As if on cue, Charles Wetherby poked his head through the open door. Smiling at Peggy, he said to Liz, ‘Armitage has got twelve years.’

‘Quite right, too,’ said Peggy with conviction.

‘I suppose he’ll serve about half, won’t he?’ asked Liz.

‘Yes. He’ll be retirement age by the time he gets out. How did it go in the Cabinet Office yesterday?’

‘I was just writing it up. We had a guest appearance by Sir Nicholas Pomfret. Apparently there’s something hot off the press from Six.’

Wetherby nodded. ‘So I gather. I’ve just had a call from Geoffrey Fane. He’s coming across in half an hour. I’d like you there.’

Liz raised an eyebrow. Fane was one of Wetherby’s counterparts at MI6, a complicated, intelligent and tricky man, primarily a Middle East specialist, but with a wideranging brief covering MI6’s operations in the UK. She’d worked with him before and had come to realise that it was safest either not to sup with Geoffrey Fane at all or to do so with a long spoon.

Now Liz said, ‘Why’s he talking to us about this? Shouldn’t it go to protective security?’

‘Let’s wait and see what he has to say,’ said Wetherby calmly. ‘You know the PM’s pinning a lot on this conference. God knows what happens if it fails. I think the Middle East is in what the Americans call the Last Chance Saloon.’

‘There were two men from Grosvenor at the meeting.’

‘Was Andy Bokus one of them?’

‘That’s right.’

‘Head of station. They call him Bokus the Bruiser,’ said Wetherby with a smile.

‘He had a sidekick with him, a guy called Brookhaven. He seemed rather nice.’

‘Don’t know him. See you shortly.’

‘I’ll be there,’ said Liz. She paused a beat before asking, ‘Is Fane coming on his own?’

‘Yes. Why do you ask?’

She shrugged. ‘He sent Bruno Mackay to the Cabinet Office meeting.’

Wetherby grimaced, then gave a wry smile. ‘No, it’s just Fane, thank God. He’s hard enough to pin down without Mackay muddying the waters. See you in a bit, then.’

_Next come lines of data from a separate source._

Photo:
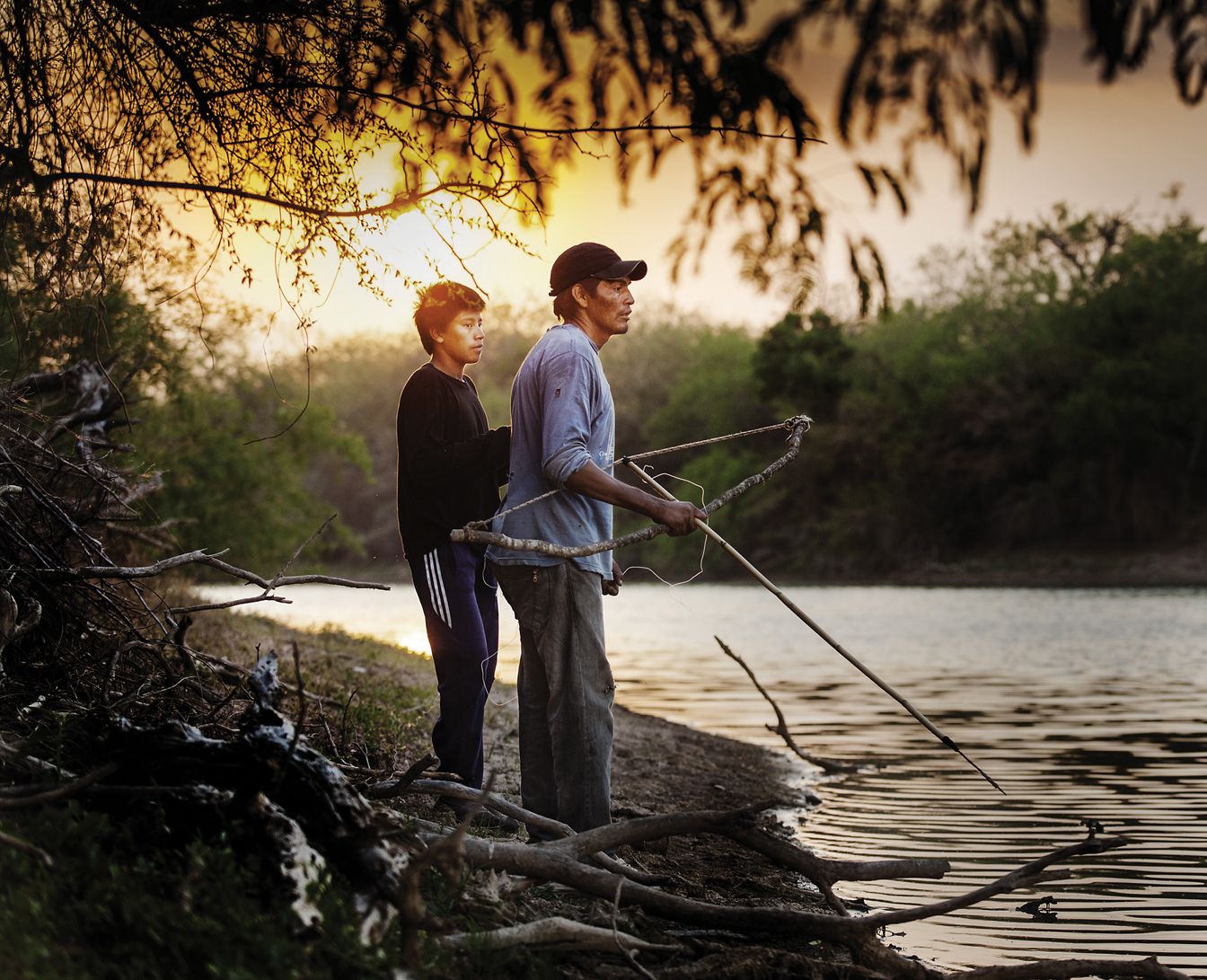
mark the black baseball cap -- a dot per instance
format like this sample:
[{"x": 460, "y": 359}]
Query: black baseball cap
[{"x": 588, "y": 260}]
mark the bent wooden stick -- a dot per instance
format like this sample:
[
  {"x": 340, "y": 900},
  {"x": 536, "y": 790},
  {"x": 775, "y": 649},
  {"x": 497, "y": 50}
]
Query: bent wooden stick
[{"x": 809, "y": 622}]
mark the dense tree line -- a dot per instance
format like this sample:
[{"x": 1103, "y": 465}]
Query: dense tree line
[{"x": 1044, "y": 395}]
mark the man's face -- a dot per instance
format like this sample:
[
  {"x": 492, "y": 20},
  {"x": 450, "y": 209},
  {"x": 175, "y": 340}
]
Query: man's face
[{"x": 609, "y": 308}]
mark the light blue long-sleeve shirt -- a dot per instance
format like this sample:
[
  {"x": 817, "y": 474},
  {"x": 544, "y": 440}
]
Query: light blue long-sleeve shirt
[{"x": 562, "y": 418}]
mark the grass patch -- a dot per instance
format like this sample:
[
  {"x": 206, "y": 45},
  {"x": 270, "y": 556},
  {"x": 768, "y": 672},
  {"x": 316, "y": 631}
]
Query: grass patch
[{"x": 114, "y": 906}]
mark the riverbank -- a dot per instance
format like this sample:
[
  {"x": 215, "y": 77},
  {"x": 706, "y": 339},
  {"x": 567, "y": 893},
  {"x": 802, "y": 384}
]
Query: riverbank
[
  {"x": 1172, "y": 568},
  {"x": 659, "y": 768}
]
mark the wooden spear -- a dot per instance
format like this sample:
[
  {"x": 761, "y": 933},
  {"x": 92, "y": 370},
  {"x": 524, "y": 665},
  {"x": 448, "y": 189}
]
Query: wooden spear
[{"x": 809, "y": 622}]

He went off down the corridor and Peggy left to return to her desk in the open-plan office.

What a relief to have Charles back in charge, Liz thought. Charles Wetherby, formerly director of counter terrorism, had spent several months earlier in the year on compassionate leave, looking after his two boys when his wife was thought to be dying from an incurable blood disease. At the same time, Liz had been transferred to the counter espionage branch, working for the dreadful Brian Ackers, a long-time Cold War warrior who couldn’t get it into his head that the relationship with Russia had changed. Liz had had to manage Brian Ackers and Geoffrey Fane as well. That Irish business! She still shuddered at the thought. If Charles hadn’t come back at the last minute it could have been the end of her. It was bad enough as it was. Anyway, Charles had taken Ackers’s place, since his wife seemed to have turned another corner. It wasn’t clear how ill she was – Charles never spoke about it.